Milo Rau: "At the same time, a certain framework is quite important. It creates a sense of 'comfort' or 'safety' to explore other areas. Deadlines are also handy in that respect."

Rik Van de Walle: "Yet, even if you achieve a deadline, something can and should never be considered complete. Knowledge never stops evolving. In a certain sense, the pressure from the public and appraisers of a particular finished product weakens the creative process behind knowledge or art generation. Such pressure must therefore be restrained, and if necessary simply ignored."
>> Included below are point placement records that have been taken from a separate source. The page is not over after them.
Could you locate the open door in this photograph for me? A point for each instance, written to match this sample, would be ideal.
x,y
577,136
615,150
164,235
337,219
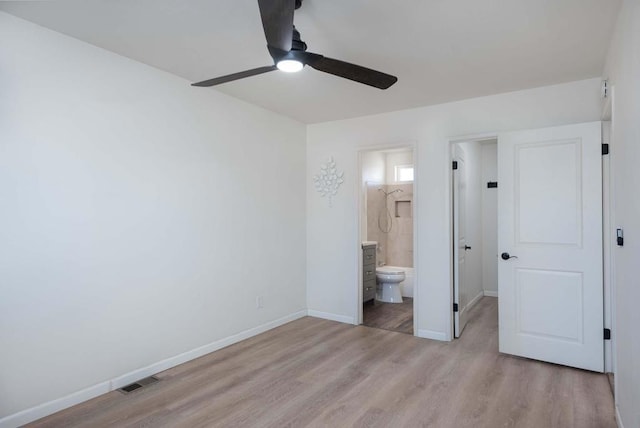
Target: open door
x,y
460,296
550,236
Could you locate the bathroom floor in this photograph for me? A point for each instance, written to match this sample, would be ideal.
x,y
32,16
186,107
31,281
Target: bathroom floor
x,y
389,316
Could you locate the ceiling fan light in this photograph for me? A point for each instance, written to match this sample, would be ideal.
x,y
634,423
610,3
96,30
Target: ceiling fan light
x,y
290,65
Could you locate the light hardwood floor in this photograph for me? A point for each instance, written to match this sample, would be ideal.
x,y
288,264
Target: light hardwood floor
x,y
319,373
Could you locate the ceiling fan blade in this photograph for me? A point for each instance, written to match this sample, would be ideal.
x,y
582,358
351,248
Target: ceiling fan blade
x,y
235,76
277,21
354,72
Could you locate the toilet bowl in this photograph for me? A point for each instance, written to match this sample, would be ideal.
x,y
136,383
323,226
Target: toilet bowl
x,y
389,280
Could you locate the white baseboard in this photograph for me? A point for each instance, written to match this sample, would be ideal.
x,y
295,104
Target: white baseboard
x,y
40,411
618,418
48,408
431,334
331,317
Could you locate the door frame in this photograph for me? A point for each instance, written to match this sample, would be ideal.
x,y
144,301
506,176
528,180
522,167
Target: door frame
x,y
452,244
607,220
361,203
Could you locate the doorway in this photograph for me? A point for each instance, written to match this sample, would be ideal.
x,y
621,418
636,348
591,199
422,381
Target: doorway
x,y
474,208
550,245
387,238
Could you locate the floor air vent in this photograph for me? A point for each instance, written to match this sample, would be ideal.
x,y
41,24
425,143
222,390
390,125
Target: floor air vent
x,y
139,384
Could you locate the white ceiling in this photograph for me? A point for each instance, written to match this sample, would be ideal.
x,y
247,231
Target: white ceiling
x,y
441,50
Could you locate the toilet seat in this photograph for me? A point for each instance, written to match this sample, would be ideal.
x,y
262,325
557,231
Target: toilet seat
x,y
389,271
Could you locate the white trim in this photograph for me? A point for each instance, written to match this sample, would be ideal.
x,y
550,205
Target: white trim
x,y
475,300
434,335
53,406
619,418
332,317
45,409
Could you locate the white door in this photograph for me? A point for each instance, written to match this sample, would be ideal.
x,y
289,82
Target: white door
x,y
460,296
550,223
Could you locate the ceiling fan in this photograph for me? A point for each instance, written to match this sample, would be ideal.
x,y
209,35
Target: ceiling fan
x,y
290,54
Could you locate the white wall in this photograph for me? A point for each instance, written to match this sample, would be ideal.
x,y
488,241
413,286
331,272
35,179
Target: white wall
x,y
489,219
332,233
472,154
139,219
623,70
373,166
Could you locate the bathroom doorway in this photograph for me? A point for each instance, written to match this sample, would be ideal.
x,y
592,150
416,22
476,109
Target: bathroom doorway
x,y
387,235
474,193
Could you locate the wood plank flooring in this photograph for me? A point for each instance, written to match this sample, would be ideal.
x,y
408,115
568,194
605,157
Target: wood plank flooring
x,y
318,373
389,316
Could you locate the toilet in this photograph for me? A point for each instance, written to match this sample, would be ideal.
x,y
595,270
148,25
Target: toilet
x,y
389,280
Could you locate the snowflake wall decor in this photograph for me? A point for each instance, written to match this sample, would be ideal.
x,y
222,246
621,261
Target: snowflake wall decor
x,y
329,180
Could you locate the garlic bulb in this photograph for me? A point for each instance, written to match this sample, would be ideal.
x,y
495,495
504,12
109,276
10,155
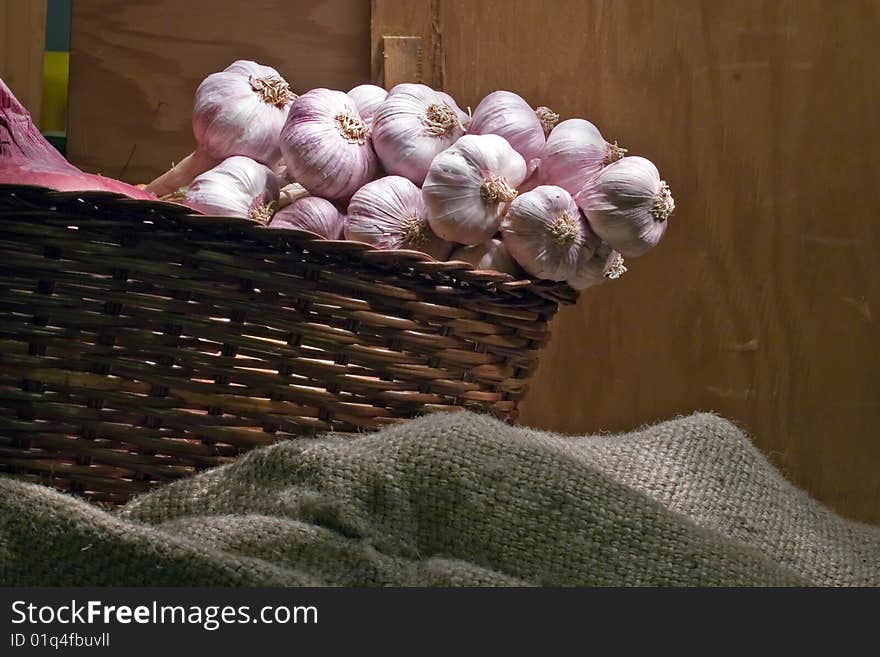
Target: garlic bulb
x,y
411,127
238,111
291,193
237,187
367,97
326,145
311,213
575,153
505,114
627,205
491,255
469,186
390,214
596,265
464,118
545,232
548,119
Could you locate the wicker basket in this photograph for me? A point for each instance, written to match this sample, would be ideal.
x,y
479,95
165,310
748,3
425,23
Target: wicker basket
x,y
140,343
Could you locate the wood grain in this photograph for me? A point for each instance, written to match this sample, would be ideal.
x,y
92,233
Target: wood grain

Faculty honorary doctorates

On Dies Natalis, Ghent University will also award honorary doctorates to recognise scientific achievements. Five faculties were invited to present an honorary doctor this year:

  • Faculty of Arts and Philosophy: professor Mary Dame Beard (University of Cambridge, UK). Promoters: prof. Lieve Van Hoof and prof. Koen Verboven
    Prof. Beard enjoys global recognition for her efforts in making classical culture accessible to a wide audience.
  • Faculty of Law and Criminology: professor John H. Knox (Wake Forest University, US). Promoter: prof. Luc Lavrysen
    Prof. Knox was among the first to recognise the link between environmental law and human rights. His publications on the subject are pioneering on a world scale.
  • Faculty of Veterinary Medicine: professor Katrin Hinrichs (College of Veterinary Medicine Texas A&M University, US). Promoter: prof. Ann Van Soom
    Prof. Hinrichs’ work related to assisted reproduction techniques in horses is pioneering and, among other things, she was involved in the birth of the first foal from an embryo produced in-vitro in North America.
  • Faculty of Bioscience engineering: professor Dave Goulson (University of Sussex, UK). Promoter: prof. Guy Smagghe
    Prof. Goulson specialises in ecology and the preservation of insects (bees in particular). He is strongly committed to science and society, making research more mainstream and promoting social involvement.
  • Faculty of Pharmaceutical Sciences: Dr. Ajit baron Shetty (former CEO Janssen Pharmaceuticals and president of the Board of VIB). Promoter: prof. Dieter Deforce
    Dr. Shetty may not be an academic, but he is a great facilitator of scientific research in pharmaceutical science. Moreover, he has supported the development of research institutions in many different ways.